Vitamin D supplementation does not hamper kidney function in adults with prediabetes
Among persons with prediabetes, who were not preselected on the basis of serum 25(OH)D concentration, vitamin D supplementation did not affect progression kidney disease scores and did not have a meaningful effect on change in urine albumin-to-creatinine ratio, suggests a recent study published in the Clinical Journal of American Society of Nephrology.
Low serum 25-hydroxyvitamin D (25[OH]D) concentration has been associated with higher levels of proteinuria and lower levels of eGFR in observational studies.
Sun H. Kim and colleagues from the Division of Endocrinology, Gerontology and Metabolism, Department of Medicine, Stanford University School of Medicine, Stanford, California investigated the effect of vitamin D supplementation on kidney outcomes in a population with prediabetes.
Overweight/obese adults with high risk for type 2 diabetes were randomized to vitamin D3 4000 IU per day versus placebo. Median duration of treatment was 2.9 years (interquartile range 2.0–3.5 years).

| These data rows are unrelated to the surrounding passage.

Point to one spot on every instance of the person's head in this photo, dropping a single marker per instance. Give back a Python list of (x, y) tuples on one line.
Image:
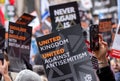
[(27, 75), (115, 64)]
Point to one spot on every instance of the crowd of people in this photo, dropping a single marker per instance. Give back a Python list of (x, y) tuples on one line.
[(108, 67), (104, 73)]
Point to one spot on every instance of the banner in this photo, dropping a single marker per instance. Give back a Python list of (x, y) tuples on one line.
[(19, 42), (25, 19), (65, 56), (105, 26), (64, 15), (115, 51)]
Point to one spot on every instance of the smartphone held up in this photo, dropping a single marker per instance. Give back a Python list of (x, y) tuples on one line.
[(94, 37)]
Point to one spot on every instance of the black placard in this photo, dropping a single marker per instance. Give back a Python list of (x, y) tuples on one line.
[(19, 41), (64, 15), (65, 57), (25, 19)]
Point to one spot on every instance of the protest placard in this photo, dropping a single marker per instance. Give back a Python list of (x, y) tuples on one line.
[(105, 26), (65, 56), (2, 40), (64, 15), (115, 51), (25, 19), (19, 41)]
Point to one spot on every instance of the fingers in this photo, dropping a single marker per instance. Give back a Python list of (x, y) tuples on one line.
[(0, 63)]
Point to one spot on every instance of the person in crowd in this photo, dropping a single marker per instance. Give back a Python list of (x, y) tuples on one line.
[(104, 72), (39, 69), (27, 75), (115, 65), (4, 70)]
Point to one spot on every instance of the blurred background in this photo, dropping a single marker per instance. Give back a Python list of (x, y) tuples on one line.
[(91, 11)]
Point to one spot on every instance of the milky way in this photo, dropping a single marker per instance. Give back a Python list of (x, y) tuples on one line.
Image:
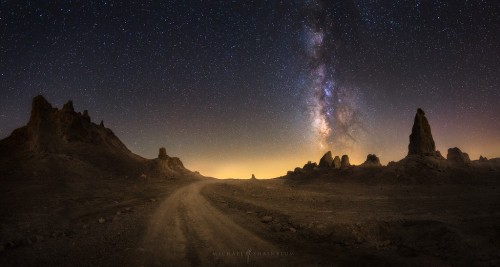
[(333, 106)]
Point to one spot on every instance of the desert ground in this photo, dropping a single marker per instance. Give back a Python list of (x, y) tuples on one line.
[(209, 222), (72, 194)]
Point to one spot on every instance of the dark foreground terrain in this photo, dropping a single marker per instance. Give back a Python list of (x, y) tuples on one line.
[(206, 222), (72, 194)]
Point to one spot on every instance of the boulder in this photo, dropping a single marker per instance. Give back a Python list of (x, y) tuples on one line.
[(372, 161), (162, 154), (336, 162), (421, 141), (326, 160), (309, 166), (344, 163), (455, 155)]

Kidney outcomes included (1) worsening in Kidney Disease: Improving Global Outcomes (KDIGO ) risk score (low, moderate, high, very high) on two consecutive follow-up visits after the baseline visit and (2) mean changes in eGFR and urine albumin-to-creatinine ratio (UACR).

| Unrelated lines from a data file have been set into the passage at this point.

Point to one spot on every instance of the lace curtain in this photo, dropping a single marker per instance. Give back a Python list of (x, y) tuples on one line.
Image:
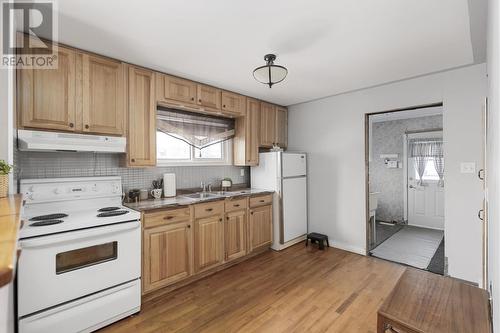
[(423, 150), (200, 131)]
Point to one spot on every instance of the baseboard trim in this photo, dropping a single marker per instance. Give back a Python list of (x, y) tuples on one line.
[(347, 247)]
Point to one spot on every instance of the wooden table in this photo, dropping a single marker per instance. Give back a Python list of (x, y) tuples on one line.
[(425, 302)]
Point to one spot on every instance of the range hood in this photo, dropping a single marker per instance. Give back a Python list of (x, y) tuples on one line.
[(54, 141)]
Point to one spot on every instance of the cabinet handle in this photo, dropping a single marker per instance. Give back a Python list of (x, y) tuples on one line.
[(480, 214)]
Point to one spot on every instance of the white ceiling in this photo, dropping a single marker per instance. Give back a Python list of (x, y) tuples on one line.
[(329, 47)]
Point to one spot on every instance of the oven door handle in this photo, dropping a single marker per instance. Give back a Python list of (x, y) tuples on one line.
[(78, 235)]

The following findings were observed-
a. Among 2166 participants (mean age 60 years, body mass index 32 kg/m2, serum 25(OH)D 28 ng/ml, eGFR 87 ml/min per 1.73 m2, UACR 11 mg/g, 79% with hypertension), 10% had moderate, high, or very high KDIGO risk score.
b. Over a median follow-up of 2.9 years, there were 28 cases of KDIGO worsening in the vitamin D group and 30 in the placebo group (hazard ratio, 0.89; 95% confidence interval [95% CI], 0.52 to 1.52]).
c. Mean difference in eGFR from baseline was −1.0 ml/min per 1.73 m2 (95% CI, −1.3 to −0.7) in the vitamin D group and −0.1 ml/min per 1.73 m2 (95% CI, −0.4 to 0.2) in the placebo group; between-group difference was −1.0 ml/min per 1.73 m2 (95% CI, −1.4 to −0.6).
d. Mean difference in UACR was 2.7 mg/g (95% CI, 1.2 to 4.3) in the vitamin D group and 2.0 (95% CI, 0.5 to 3.6) in the placebo group; between-group difference was 0.7 mg/g (95% CI, −1.5 to 2.9).
As a result, the authors concluded that among persons with prediabetes, who were not preselected on the basis of serum 25(OH)D concentration, vitamin D supplementation did not affect progression of KDIGO risk scores and did not have a meaningful effect on change in urine albumin-to-creatinine ratio.